Cannabis M&A Didn’t Vanish. It’s Just Not Happening In Public
- barneyelias0
- 7 hours ago
- 1 min read
OG article by Javier Hasse
January 21, 2026
Cannabis mergers and acquisitions continue despite limited public visibility, driven by private deals amid regulatory uncertainty and market pressures. Expectations of federal rescheduling in 2026 have sparked renewed interest, potentially easing IRS Section 280E tax burdens and improving cash flows. However, public multistate operators face equity compression, with cash deals dropping sharply in 2025 per Viridian Capital Advisors.
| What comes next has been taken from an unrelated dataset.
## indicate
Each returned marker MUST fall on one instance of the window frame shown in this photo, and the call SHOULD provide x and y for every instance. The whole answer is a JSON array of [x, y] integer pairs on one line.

Consultant Mitchell Osak predicts no major public M&A wave, noting consolidation often occurs through business closures, license inactivations, and attrition rather than mergers. In Canada, active licenses stabilized without significant M&A-driven changes. Rescheduling to Schedule III would not fully resolve banking access, credit availability, or equity entry barriers, and poor-performing businesses would remain challenged. Advisor Seth Yakatan highlights ongoing private consolidation via all-stock transactions, earnouts, and creative financing. Examples include Vireo Health’s acquisitions funded by equity raises and discounted notes. Private operators, with stronger balance sheets, drive rationalization by absorbing excess capacity. Overall, 2026 deals are expected to be smaller, lower-risk, and discreet, reshaping the industry through quiet restructuring rather than headline-grabbing public mergers.